The following Utility Voice was authored by Marc Rosson, Enterprise Architect at Snohomish County PUD. 

Utilities are, by nature, long-range planners. From capital plans, regulatory approvals, rate cases, and integrated resource planning that can be decades long, we need to plan. Planning is also what your utility’s enterprise architects do. It’s a planning discipline, which is why I can appreciate what SAP is doing with its SAP Academy for Engineering.

Most companies have a way to train sales staff for the future and go-to-market strategies to help the company sell software. It’s what most do, including SAP, but what's special about SAP is that the company has invested in a future planning program for its engineers. In this sense, SAP is focused on a long-range plan regarding how they will deliver innovative products for years to come: by investing in the people who come up with those ideas.

I had the ability this week to tour the SAP Academy for Engineers in San Ramon, CA, as part of the SAP Multidimensional Enterprise Architect Program. This event brought together enterprise architects from around the world to spend a week at the facility where SAP comes up with future innovation to help support customers’ enterprise architects. The program is all about making all of us better at helping our companies succeed.

Large investor-owned utilities (IOUs) like P&GE, Eversource, and NW Natural, as well as public utilities like Gainesville Regional Utilities and Snohomish County PUD, have spent a week in the program, learning how we can all use enterprise architecture to plan the future.

The Academy for Engineering in Silicon Valley adheres to a set of principles, which they call the five Cs, or timeless traits they are instilling in SAP’s future innovators: Courage, Compassion, Community, Curiosity, and going beyond Code. These come together in their professional oath, akin to those of other professions, such as doctors and lawyers.

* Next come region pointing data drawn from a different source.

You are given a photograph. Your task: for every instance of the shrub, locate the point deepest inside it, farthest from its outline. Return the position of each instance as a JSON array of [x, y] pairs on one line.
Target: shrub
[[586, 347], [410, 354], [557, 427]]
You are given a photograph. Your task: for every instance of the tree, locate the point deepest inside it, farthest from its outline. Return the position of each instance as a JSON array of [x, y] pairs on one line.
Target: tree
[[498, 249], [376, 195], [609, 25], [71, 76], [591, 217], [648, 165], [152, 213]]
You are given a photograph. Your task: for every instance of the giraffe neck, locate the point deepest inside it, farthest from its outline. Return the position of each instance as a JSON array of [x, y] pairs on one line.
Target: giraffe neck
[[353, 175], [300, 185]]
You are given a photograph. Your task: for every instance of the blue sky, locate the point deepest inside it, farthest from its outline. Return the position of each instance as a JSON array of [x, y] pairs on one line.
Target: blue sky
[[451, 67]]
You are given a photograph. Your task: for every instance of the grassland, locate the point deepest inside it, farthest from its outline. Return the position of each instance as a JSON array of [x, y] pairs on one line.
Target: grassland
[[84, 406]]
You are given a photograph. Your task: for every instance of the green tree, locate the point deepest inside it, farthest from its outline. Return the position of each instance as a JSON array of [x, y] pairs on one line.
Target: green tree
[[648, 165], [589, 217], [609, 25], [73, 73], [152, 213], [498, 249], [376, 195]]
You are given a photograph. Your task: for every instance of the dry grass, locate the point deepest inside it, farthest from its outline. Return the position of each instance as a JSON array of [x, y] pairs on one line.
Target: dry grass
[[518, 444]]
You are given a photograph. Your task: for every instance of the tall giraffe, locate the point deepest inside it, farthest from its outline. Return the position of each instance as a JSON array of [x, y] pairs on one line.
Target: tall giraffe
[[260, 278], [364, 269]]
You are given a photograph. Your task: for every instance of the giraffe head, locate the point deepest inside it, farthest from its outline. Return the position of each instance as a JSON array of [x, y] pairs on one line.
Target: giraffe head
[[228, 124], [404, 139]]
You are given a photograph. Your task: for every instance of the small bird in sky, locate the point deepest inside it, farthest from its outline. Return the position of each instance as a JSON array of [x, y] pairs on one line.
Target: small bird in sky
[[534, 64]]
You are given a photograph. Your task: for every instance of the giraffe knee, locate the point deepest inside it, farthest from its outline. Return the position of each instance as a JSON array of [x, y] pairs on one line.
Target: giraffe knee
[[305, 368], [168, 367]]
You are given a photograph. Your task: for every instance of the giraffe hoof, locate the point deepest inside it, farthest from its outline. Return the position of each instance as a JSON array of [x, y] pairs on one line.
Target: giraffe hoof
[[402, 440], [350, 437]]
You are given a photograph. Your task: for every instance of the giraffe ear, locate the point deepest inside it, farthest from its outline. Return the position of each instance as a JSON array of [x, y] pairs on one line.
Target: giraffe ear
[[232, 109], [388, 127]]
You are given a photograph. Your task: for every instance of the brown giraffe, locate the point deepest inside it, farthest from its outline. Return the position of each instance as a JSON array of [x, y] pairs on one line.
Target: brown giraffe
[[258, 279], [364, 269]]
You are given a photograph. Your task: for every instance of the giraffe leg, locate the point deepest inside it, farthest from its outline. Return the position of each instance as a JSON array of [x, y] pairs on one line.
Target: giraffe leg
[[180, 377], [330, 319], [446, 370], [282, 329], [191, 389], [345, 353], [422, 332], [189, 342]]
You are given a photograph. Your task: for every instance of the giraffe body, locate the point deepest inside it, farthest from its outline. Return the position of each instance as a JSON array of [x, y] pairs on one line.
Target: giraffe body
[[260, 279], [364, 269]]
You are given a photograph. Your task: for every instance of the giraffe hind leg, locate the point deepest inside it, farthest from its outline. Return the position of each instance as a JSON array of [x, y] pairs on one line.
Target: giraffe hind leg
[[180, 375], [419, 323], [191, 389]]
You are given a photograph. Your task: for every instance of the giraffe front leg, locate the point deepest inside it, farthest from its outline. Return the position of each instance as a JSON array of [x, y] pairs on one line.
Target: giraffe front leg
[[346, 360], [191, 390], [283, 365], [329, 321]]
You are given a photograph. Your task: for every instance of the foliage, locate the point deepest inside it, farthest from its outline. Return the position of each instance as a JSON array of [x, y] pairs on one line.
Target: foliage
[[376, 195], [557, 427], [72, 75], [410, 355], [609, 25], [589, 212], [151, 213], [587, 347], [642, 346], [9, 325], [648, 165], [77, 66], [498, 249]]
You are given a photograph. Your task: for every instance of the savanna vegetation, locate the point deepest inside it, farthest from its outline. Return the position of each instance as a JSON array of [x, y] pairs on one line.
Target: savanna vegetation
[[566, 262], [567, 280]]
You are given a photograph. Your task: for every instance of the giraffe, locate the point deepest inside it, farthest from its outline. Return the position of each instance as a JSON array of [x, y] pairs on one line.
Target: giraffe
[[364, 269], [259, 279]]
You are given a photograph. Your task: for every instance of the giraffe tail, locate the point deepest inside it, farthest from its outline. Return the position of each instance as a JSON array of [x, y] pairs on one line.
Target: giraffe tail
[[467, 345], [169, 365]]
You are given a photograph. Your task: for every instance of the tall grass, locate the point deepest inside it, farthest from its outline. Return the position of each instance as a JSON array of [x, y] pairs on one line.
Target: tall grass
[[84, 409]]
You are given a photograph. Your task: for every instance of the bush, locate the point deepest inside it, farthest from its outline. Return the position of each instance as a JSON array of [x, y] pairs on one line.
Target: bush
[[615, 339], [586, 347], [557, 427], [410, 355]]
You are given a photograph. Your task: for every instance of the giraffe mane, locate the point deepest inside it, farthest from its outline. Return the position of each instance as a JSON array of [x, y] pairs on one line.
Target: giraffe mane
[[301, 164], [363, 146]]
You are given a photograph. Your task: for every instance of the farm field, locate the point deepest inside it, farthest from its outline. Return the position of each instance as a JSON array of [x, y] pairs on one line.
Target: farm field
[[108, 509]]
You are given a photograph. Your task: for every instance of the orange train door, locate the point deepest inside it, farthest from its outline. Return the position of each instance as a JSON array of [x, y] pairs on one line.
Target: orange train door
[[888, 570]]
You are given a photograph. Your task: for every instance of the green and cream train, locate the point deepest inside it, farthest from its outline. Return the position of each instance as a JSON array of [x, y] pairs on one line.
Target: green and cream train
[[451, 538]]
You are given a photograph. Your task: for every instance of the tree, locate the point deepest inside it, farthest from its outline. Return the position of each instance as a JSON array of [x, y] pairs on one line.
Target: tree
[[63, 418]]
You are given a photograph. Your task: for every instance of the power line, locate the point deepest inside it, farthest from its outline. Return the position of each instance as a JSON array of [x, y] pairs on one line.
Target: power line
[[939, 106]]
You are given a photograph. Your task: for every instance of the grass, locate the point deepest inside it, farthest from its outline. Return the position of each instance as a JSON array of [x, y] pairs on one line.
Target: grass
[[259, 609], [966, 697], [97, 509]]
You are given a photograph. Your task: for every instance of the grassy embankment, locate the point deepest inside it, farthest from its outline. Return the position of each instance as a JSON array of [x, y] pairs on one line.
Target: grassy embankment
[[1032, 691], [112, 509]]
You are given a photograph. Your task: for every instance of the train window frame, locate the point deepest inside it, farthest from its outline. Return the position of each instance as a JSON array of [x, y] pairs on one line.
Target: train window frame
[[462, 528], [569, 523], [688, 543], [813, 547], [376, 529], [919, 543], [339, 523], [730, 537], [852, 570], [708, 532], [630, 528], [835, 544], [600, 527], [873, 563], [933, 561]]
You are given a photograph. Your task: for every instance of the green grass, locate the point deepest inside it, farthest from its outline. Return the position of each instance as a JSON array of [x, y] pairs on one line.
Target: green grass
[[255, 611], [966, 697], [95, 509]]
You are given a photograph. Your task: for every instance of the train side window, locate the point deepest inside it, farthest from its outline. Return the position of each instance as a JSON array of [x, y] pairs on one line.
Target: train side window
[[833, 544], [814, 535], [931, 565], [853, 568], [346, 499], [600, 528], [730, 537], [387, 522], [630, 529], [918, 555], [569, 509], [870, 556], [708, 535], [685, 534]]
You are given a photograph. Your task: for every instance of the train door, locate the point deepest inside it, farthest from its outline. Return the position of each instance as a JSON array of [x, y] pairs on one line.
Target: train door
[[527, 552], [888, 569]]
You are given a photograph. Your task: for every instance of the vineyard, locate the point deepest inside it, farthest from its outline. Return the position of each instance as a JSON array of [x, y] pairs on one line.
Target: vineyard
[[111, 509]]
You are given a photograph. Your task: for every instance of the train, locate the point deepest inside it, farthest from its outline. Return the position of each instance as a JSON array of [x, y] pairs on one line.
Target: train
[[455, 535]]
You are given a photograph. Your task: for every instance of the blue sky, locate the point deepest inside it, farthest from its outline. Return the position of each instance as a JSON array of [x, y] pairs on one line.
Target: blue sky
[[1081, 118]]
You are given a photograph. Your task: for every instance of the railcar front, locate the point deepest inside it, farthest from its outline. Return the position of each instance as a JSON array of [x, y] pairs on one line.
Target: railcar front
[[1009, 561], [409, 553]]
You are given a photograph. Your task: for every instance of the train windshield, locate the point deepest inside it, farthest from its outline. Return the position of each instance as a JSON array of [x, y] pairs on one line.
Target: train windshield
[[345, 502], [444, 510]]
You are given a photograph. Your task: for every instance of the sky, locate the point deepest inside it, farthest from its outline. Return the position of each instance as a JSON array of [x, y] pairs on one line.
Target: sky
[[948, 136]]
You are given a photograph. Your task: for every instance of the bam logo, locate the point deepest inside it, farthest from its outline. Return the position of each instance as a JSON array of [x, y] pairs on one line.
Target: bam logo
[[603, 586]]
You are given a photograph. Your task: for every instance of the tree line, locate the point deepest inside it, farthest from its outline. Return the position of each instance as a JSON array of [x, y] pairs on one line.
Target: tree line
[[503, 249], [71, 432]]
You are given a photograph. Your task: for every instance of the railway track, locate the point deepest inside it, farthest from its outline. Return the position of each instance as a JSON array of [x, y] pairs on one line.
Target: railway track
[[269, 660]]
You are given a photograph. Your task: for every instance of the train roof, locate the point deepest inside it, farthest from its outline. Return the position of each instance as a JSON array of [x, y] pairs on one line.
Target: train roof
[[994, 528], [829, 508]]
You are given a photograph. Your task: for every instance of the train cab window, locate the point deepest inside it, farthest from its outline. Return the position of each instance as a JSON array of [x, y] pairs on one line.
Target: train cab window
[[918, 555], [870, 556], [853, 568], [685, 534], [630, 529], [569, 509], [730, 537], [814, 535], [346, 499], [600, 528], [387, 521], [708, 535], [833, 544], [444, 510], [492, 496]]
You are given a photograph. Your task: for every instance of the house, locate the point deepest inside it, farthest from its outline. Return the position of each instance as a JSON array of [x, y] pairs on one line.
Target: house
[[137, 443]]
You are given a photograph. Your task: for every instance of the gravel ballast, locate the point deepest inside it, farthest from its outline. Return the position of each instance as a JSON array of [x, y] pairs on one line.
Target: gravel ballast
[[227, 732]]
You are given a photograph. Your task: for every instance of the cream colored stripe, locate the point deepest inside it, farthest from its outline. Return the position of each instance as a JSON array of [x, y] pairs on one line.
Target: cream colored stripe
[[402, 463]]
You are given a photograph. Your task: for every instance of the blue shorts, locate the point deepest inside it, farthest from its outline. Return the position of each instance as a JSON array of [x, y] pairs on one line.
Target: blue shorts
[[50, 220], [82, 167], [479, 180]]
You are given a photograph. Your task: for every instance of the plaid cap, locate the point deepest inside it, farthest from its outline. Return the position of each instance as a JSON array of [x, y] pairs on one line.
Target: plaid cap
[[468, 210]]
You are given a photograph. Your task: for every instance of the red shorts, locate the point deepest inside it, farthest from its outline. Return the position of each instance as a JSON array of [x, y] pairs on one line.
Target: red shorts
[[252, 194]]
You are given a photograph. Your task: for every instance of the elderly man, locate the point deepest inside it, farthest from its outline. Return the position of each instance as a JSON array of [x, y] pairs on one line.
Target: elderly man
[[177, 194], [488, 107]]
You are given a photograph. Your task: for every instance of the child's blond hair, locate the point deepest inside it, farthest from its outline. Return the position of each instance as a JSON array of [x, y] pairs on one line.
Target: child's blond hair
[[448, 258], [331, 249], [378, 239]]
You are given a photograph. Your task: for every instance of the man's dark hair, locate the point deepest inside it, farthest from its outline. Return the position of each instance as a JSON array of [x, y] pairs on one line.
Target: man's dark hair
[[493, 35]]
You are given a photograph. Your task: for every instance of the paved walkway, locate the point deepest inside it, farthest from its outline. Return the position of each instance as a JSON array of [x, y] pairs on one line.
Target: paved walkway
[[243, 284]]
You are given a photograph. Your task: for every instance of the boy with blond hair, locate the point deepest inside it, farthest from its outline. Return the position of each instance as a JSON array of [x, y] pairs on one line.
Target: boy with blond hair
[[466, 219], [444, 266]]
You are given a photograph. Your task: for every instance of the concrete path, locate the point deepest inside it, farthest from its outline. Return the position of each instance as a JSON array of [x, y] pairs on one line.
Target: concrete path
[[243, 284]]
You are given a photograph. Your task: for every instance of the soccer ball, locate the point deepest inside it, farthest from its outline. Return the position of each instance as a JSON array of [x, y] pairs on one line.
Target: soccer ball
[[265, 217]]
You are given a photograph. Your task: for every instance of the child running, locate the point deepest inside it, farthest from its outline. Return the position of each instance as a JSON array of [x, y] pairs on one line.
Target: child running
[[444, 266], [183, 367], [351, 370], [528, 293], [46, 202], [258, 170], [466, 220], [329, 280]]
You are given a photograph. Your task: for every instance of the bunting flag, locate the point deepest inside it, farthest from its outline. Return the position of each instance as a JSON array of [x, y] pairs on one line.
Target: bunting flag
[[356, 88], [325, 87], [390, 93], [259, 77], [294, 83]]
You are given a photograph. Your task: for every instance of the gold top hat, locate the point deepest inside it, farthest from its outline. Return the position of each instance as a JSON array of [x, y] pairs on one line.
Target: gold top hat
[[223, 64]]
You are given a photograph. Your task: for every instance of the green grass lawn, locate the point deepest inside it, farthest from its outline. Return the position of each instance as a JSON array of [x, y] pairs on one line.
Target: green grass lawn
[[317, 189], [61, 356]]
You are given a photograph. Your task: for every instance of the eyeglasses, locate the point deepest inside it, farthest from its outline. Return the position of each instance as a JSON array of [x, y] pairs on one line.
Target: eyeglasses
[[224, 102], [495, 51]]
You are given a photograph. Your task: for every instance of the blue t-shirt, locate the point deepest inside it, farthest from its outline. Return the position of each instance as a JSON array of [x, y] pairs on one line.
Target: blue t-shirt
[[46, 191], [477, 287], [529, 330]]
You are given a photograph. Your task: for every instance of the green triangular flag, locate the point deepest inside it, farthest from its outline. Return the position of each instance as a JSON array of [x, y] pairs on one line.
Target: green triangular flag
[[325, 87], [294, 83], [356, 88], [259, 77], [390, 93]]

The SAP Academy for Engineering Pledge: “As an SAP Academy for Engineering graduate, I pledge to apply my skills to contribute to the greater good. I will continue to go beyond code, stay curious, show compassion, demonstrate courage, and build strong and inclusive communities. I will focus on solving real problems that will make the world a better place for all.”

SAP has, with this Academy, advanced its commitment to attract and retain the best engineers in the business, to deliver the future innovations that all of us will be using for years to come.

As we all know in utilities, succession planning is another long-term discipline that we use for our businesses to make sure we have people in the pipeline, as our industry has a long learning curve. It’s nice to see our partners doing the same.